The fetishizing topic. Chileee. I have not ever experienced that nor that I have a fear to talk to non-black men because of it. I had a friend who is only into white men. She never had attraction to black men and that is fine. There was a situation with one guy she was with and he called her to calm her down. This is what he said. "If I ever pictured my version of a perfect girl, it would be you." Sounds sweet right? Just wait. " She would have very, very dark dark skin," Yup " with very very kinky hair" Uhh " with a big nose and big lips" IS THIS YOUR KING?!? Ya'll should've seen my face. Like WHAT!! but she loved it. she thought it was the best thing ever. I couldn't say much after that. It was weird to me how he empathized certain things, like I know I have dark skin, I know how I look so why did you have to say it that way? Just like her, I have interest in non-black men too. But I also have interest in black men as well. I like Spanish, White, Asian guys just as much as I like Black men. But the white men I had interest in never said that to me. They call me pretty, they didn't empashize my features in the way that guy did to that friend. I know some people who told me they might call you certain words behind your back. But I know who I deal with and I know their character. They would not ever do that. I don't lower my standards for one race but heighten it up for another. Everyone gets treated the same.

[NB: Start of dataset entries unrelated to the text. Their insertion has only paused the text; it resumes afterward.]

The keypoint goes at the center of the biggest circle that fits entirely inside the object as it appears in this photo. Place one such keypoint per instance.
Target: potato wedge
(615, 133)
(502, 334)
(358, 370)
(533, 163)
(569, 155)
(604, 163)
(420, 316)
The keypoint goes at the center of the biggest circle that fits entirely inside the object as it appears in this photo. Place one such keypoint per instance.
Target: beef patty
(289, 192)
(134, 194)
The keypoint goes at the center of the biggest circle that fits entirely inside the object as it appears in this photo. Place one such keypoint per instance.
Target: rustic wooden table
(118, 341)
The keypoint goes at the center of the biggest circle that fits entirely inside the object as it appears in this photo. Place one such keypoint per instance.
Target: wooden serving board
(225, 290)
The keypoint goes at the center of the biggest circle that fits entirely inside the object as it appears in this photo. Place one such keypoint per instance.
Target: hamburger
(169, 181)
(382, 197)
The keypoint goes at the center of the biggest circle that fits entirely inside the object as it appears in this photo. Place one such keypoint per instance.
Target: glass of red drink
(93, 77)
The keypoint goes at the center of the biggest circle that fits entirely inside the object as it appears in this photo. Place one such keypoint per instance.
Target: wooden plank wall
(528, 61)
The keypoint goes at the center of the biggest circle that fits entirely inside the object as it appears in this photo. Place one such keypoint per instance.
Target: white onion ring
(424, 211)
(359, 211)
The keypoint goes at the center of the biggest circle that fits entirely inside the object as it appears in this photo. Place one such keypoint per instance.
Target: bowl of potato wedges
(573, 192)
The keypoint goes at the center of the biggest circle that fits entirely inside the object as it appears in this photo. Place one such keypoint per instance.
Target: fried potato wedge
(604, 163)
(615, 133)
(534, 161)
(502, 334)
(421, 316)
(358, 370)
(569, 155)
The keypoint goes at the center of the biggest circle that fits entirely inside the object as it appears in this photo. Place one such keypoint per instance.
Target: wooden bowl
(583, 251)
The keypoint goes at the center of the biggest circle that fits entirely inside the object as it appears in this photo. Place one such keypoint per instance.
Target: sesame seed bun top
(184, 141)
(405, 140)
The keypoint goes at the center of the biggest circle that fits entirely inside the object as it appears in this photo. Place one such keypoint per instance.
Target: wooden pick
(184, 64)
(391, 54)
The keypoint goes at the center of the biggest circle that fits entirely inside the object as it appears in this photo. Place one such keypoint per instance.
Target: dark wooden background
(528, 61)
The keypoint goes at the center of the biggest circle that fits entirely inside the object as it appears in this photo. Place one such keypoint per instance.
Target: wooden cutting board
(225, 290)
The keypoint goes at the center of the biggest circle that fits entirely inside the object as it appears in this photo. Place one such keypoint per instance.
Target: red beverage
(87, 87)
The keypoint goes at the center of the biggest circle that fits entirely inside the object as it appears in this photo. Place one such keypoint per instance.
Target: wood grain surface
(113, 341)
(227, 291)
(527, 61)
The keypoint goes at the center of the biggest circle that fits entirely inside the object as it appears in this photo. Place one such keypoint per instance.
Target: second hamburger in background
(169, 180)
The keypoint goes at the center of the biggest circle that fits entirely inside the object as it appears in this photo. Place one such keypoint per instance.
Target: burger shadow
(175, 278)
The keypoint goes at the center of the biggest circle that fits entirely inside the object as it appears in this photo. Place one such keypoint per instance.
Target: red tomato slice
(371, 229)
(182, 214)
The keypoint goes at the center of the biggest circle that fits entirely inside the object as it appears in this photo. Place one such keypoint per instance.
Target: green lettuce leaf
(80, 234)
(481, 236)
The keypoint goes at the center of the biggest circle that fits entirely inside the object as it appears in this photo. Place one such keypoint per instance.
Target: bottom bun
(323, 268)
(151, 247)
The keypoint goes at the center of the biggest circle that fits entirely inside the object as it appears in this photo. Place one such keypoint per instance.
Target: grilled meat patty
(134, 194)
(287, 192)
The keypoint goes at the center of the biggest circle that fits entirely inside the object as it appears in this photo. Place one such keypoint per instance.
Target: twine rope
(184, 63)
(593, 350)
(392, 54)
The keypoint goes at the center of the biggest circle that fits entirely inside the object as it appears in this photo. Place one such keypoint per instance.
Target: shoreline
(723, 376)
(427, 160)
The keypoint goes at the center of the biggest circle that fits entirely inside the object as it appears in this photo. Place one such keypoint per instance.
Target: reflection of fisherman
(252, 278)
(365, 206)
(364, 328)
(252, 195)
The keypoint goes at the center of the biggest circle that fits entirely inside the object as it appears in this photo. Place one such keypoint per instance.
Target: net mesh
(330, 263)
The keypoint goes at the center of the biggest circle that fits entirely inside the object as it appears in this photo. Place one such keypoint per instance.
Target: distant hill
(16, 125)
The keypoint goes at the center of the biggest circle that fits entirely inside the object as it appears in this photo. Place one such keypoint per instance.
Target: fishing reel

I know some people who are so desperate to get attention from a non-black man that they will do anything. They know, they are men still. They will use you because you made it easy for them to. I had non-black men approach me, pursue me relentlessly. I never gave them a pedestal to stand on because they are non-black. They had to still apply pressure like the black men had to. This made me respected to them. They wanted me, not the other way around. They wanted me to be someone they could have a relationship with, to love, to protect. It is not like I came to them begging for their love or approval. Some women are used as a pump-and-dump for that reason. Be someone that they can respect. Be yourself. Some women change themselves to attract a non-black man. Why? you can't hide yourself for long. Why would you even want to change yourself to appease someone that may not even look your way? Or even want you only like this, not the real you?

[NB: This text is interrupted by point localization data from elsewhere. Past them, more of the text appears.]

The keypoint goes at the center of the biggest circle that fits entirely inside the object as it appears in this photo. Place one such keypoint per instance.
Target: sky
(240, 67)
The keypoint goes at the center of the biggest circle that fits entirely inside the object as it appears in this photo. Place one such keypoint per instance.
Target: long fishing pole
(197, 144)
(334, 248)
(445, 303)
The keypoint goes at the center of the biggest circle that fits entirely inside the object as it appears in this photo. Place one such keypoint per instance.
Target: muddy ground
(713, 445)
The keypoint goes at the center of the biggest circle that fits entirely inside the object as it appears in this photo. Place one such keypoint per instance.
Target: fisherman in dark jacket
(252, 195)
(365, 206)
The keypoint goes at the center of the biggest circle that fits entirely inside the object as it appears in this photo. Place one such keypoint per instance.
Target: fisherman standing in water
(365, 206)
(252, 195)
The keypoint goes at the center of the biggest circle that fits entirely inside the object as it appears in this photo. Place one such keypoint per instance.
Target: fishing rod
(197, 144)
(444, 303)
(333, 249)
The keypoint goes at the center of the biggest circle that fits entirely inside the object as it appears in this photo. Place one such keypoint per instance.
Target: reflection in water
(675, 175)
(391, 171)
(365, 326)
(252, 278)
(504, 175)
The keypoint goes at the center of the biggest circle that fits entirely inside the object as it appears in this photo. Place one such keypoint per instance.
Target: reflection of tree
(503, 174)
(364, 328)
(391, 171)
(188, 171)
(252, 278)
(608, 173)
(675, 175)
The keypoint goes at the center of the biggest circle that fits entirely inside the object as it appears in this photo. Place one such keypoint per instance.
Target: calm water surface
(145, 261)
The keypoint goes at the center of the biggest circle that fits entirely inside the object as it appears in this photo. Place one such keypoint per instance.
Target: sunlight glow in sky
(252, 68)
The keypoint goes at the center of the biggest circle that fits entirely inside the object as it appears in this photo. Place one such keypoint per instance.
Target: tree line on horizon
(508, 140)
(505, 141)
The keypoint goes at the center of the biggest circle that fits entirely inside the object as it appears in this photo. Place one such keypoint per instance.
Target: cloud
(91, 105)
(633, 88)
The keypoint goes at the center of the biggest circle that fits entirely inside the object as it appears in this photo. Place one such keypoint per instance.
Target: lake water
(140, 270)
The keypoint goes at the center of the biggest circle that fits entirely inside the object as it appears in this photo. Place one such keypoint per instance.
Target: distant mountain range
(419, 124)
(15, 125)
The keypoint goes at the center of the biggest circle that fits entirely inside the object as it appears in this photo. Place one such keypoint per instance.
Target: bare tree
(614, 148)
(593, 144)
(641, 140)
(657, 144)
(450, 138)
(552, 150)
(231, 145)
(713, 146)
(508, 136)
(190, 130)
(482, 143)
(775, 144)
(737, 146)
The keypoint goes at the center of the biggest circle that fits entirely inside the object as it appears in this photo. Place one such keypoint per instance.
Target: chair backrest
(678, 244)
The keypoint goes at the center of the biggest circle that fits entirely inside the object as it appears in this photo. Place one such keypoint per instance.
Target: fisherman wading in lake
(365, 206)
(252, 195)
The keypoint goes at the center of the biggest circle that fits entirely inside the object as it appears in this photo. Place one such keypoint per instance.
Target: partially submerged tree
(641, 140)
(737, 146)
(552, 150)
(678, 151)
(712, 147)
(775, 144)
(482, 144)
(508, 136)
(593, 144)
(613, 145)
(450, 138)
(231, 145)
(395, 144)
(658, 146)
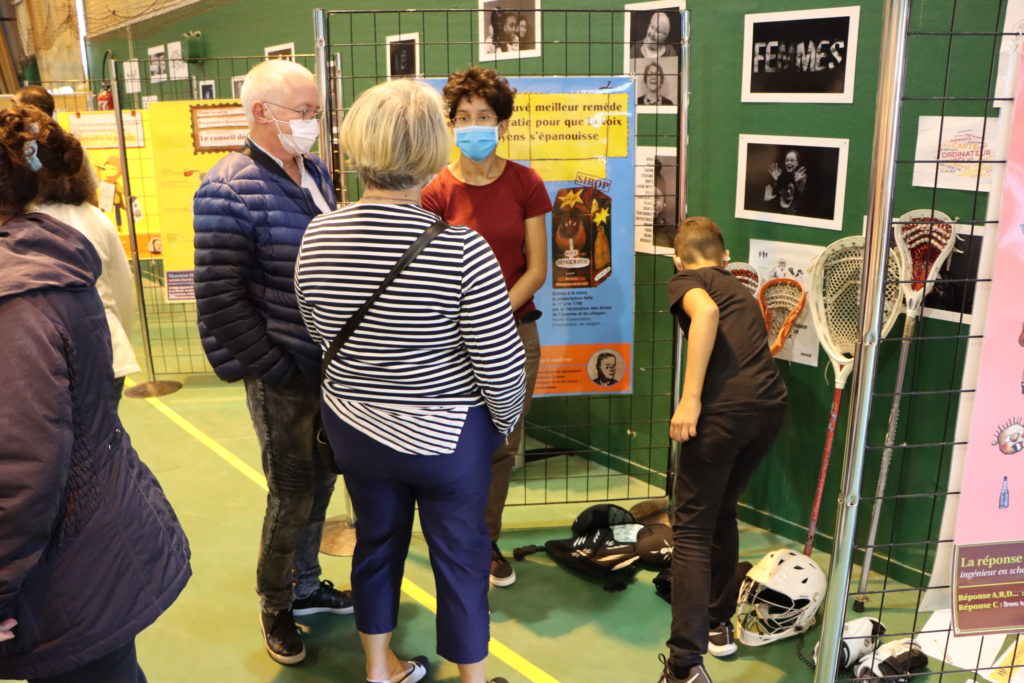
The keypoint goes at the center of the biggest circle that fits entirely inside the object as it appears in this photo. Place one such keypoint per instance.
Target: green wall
(943, 75)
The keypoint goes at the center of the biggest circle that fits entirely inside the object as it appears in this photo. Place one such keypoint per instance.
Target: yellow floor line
(530, 671)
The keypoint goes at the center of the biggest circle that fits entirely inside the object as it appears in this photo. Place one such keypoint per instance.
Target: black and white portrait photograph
(657, 83)
(656, 191)
(402, 55)
(158, 63)
(652, 34)
(606, 368)
(283, 51)
(793, 180)
(509, 29)
(801, 56)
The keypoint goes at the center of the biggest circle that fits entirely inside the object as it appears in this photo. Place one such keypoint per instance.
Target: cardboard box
(581, 227)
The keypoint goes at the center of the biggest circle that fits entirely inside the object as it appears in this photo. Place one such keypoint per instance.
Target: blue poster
(578, 133)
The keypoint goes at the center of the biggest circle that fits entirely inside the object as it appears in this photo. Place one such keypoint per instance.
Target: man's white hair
(267, 81)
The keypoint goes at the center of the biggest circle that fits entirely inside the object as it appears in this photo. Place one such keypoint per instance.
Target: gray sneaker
(721, 641)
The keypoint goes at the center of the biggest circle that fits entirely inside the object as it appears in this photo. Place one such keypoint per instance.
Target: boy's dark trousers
(714, 469)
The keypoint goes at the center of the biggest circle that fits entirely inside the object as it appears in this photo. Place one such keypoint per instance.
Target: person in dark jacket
(250, 214)
(90, 550)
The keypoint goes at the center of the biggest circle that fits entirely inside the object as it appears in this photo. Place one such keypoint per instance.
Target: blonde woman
(422, 392)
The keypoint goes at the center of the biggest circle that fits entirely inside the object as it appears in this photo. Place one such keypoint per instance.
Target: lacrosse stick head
(835, 300)
(745, 273)
(925, 239)
(781, 301)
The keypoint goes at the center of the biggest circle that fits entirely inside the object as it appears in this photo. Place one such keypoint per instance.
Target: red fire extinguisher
(104, 100)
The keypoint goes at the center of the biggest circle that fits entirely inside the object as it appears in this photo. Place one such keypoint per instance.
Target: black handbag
(356, 317)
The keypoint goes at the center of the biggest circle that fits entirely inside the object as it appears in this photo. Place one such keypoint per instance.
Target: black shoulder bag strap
(357, 316)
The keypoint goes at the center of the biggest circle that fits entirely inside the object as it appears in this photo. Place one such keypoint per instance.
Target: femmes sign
(801, 56)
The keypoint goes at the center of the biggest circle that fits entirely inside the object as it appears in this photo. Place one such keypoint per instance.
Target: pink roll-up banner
(988, 560)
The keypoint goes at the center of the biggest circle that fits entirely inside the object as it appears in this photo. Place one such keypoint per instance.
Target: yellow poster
(97, 132)
(180, 163)
(567, 134)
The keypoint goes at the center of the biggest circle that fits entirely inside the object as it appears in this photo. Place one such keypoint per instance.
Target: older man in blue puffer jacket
(250, 214)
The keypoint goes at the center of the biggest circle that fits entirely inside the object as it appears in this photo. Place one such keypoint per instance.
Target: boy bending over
(731, 409)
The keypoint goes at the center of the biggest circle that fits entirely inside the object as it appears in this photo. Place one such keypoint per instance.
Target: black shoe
(325, 599)
(721, 641)
(282, 637)
(502, 573)
(696, 674)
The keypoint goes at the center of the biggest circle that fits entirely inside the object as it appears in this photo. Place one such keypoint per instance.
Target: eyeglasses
(482, 119)
(306, 114)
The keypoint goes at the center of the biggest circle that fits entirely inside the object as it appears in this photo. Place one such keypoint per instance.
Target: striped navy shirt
(439, 339)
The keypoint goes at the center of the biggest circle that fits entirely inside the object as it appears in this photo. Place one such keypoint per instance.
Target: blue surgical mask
(476, 141)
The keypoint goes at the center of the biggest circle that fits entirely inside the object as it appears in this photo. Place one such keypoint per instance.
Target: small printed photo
(652, 32)
(807, 55)
(794, 180)
(509, 29)
(283, 51)
(657, 83)
(158, 63)
(177, 70)
(606, 368)
(656, 200)
(402, 55)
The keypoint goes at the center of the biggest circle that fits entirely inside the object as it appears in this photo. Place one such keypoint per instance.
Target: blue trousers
(121, 666)
(452, 491)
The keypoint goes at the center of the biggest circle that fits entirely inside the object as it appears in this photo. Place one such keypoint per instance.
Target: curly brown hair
(59, 154)
(479, 82)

I am for Interracial relationships, when it is real love. Not based on those reasons I stated before. I met dope, amazing people that wasn't in my race. We vibed with each other, cared for each other, fought with each other, etc. I had the best times with these guys. They opened my door, asked me how my day was. If I looked sad, they came up to me and made sure I was ok.

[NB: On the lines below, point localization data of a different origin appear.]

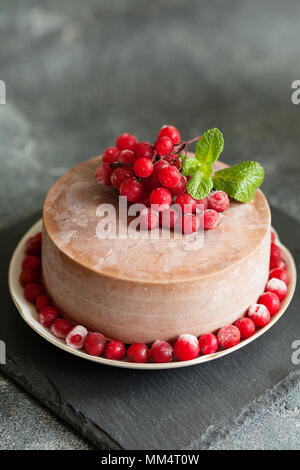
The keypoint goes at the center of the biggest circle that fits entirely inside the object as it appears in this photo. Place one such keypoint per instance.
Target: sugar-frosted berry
(279, 273)
(271, 301)
(171, 132)
(76, 337)
(187, 203)
(246, 327)
(278, 287)
(110, 155)
(60, 328)
(103, 174)
(169, 176)
(32, 292)
(94, 344)
(259, 314)
(47, 316)
(121, 174)
(126, 142)
(210, 219)
(143, 167)
(186, 347)
(208, 344)
(132, 189)
(161, 197)
(218, 201)
(114, 350)
(229, 336)
(163, 146)
(161, 351)
(138, 352)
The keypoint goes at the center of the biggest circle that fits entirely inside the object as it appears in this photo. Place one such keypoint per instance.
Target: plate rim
(28, 313)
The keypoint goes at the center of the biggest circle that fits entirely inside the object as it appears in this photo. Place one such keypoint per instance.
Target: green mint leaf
(200, 183)
(209, 146)
(241, 181)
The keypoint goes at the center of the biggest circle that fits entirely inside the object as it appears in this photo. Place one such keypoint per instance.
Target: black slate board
(172, 409)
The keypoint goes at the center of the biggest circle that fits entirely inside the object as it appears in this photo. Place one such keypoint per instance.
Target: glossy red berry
(210, 219)
(114, 350)
(186, 347)
(163, 146)
(169, 176)
(246, 327)
(94, 344)
(160, 197)
(120, 174)
(103, 174)
(47, 316)
(126, 142)
(110, 155)
(259, 314)
(171, 132)
(208, 344)
(161, 351)
(271, 301)
(229, 336)
(218, 201)
(138, 352)
(143, 167)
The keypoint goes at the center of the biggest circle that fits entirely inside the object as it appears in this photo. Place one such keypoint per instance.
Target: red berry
(103, 174)
(94, 344)
(161, 351)
(169, 176)
(163, 146)
(76, 337)
(120, 174)
(278, 287)
(229, 336)
(149, 219)
(138, 352)
(189, 223)
(114, 350)
(126, 157)
(41, 302)
(126, 142)
(271, 301)
(47, 316)
(110, 155)
(30, 276)
(32, 292)
(60, 328)
(279, 273)
(180, 186)
(161, 197)
(144, 150)
(259, 314)
(171, 132)
(210, 219)
(143, 167)
(218, 201)
(186, 347)
(208, 344)
(186, 202)
(132, 189)
(31, 262)
(246, 327)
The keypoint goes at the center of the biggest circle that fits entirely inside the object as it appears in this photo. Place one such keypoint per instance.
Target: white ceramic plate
(28, 313)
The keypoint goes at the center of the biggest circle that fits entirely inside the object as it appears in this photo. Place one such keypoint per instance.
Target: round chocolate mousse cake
(142, 289)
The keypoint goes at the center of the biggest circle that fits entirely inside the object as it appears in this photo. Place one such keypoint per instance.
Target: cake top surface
(71, 218)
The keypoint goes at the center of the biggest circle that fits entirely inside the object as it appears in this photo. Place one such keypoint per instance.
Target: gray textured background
(79, 73)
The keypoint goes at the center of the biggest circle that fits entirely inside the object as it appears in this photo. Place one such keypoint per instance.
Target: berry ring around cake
(151, 256)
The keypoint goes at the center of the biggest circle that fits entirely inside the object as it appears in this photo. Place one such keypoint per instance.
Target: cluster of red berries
(150, 175)
(186, 347)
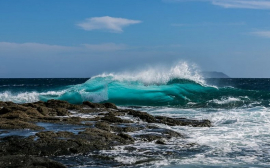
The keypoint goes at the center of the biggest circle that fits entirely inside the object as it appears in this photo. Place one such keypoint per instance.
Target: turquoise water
(238, 108)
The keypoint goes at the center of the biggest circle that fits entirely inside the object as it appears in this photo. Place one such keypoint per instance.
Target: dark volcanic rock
(110, 105)
(183, 122)
(93, 105)
(17, 124)
(103, 125)
(143, 116)
(16, 161)
(110, 117)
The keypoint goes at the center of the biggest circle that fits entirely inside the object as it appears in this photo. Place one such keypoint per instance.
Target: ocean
(239, 109)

If you want to be in one, be real with yourself on why you want it and then go for it! The energy you give off is what type of non-black men you will attract. My friend told me about the capitol riots and how some of the men there has a black wife. She was scared that if she dated a white man, this could happen to her. I told her you have to look at the woman he is with. She most likely fits those categories. That desperate, self-hating, fetishizing stuff will get you men like that in a boatload. Respect and love yourself, and you will find people of all races that love you too.